The Secret History of the Mongol Queens - Jack Weatherford [57]
The purges subsided slightly when Sorkhokhtani became desperately ill. As a Christian, she feared that the illness might be related to the wretched evil she had unleashed. In an effort to attain forgiveness and prolong her life, she began to pardon the convicted. While technically sparing the life of the condemned, she and her family still sought to inflict the maximum punishment on them and to offer a lesson to anyone else who might oppose her family’s rule. The condemned’s “wives and children, his servants and cattle, all his animate and inanimate possessions, were seized and distributed.” As a secondary form of punishment for those whose lives were spared, she sent them into the most dangerous assignments of the military, “arguing that if he is fated to be killed he will be killed in the fighting.” In the case of others: “They send him on an embassy to foreign peoples who they are not entirely certain will send them back: or again they send him to hot countries whose climate is unhealthy such as Egypt and Syria.” Sorkhokhtani died in February or March of 1252, while the campaign of retribution still raged through the empire.
Although Mongke Khan continued to appoint some women as queens and gave them limited power to rule over subservient areas, he made certain that they had no independent power and prevented anyone else from giving power to women. Mongke Khan issued a decree that no woman could be made khatun by a shaman or one of Guyuk’s former officials. If any shaman or other official recognized a woman as khatun, Mongke Khan ordered the penalty of death, using the uniquely Mongol expression “They shall see what they shall see.”
What Genghis Khan had spent a lifetime creating was destroyed within another lifetime. The Mongol Empire lingered for another century—at first growing fatter and fatter through conquest, then slowly decaying into a twisted shadow of its once noble origin. It would never again be the empire of its founder, who imposed a strict code of laws and lived an unadorned life of austerity and hard work. The delicately balanced system of men and women sharing similar powers had proved too fragile to survive. Though occupying the largest empire, the Borijin family had become just one more bloated and decadent dynasty spilling out across the pages of world history.
Like a drunk who tears down his own ger in some unfathomable rage, the Borijin clan destroyed everything that had made it grand and powerful. They sank into a prolonged degeneracy surrounded by the broken pieces of their once glorious Mongol Empire.
The chronicler Abu-Umar-I-Usman reported that years earlier, in 1221, during Genghis Khan’s Central Asian campaign when his sons Jochi and Chaghatai conquered the capital city of Urgench, they seized the women they wanted to keep for themselves and then gathered all the remaining women outside the city walls on an open plain.

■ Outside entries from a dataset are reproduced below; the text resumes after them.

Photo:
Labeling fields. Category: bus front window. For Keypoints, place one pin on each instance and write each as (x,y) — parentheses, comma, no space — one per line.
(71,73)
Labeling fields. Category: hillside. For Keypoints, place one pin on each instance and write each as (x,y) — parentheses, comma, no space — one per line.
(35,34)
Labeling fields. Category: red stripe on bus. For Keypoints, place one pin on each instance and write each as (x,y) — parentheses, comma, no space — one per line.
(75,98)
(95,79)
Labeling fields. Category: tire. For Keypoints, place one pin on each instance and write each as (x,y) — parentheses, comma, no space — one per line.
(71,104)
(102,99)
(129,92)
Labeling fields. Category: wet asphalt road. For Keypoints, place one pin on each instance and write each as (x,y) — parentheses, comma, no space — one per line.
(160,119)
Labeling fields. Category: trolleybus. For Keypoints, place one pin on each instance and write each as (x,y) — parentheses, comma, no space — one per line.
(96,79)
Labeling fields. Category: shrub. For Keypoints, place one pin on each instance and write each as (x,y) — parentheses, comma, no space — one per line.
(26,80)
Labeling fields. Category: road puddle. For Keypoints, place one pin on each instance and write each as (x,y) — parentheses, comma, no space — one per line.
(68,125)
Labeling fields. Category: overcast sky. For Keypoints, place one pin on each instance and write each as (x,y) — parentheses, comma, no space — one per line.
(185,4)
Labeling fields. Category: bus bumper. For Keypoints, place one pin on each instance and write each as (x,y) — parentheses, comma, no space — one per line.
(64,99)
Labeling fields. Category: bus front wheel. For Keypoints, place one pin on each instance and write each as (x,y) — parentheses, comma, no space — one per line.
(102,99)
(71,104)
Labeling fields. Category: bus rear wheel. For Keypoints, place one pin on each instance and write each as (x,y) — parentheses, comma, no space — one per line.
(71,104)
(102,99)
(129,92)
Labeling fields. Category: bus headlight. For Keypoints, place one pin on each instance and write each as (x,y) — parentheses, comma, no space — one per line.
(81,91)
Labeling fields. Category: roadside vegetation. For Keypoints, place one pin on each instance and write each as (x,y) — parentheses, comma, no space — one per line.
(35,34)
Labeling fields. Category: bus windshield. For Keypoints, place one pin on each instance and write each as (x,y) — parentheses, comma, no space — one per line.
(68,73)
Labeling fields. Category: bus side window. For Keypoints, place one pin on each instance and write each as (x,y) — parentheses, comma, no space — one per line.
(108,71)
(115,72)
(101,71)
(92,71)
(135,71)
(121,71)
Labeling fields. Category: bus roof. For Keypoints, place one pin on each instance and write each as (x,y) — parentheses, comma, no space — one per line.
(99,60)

They divided the women into two groups and ordered them to strip naked. According to this story, Genghis Khan’s sons then gave the order for one group to attack the other.
“The women of your city are good pugilists,” one of the sons was quoted as saying to the conquered city officials. “Therefore, the order is that both sides should set on each other with fists.” The women, thinking that the victorious side would be allowed to live, set to fighting each other with tremendous fury. The soldiers watched the spectacle, cheering some fighters on and jeering at others. Many women killed other women in the course of the day, but eventually the audience tired of the match. At the end of the game, the generals ordered the soldiers to kill all the surviving women.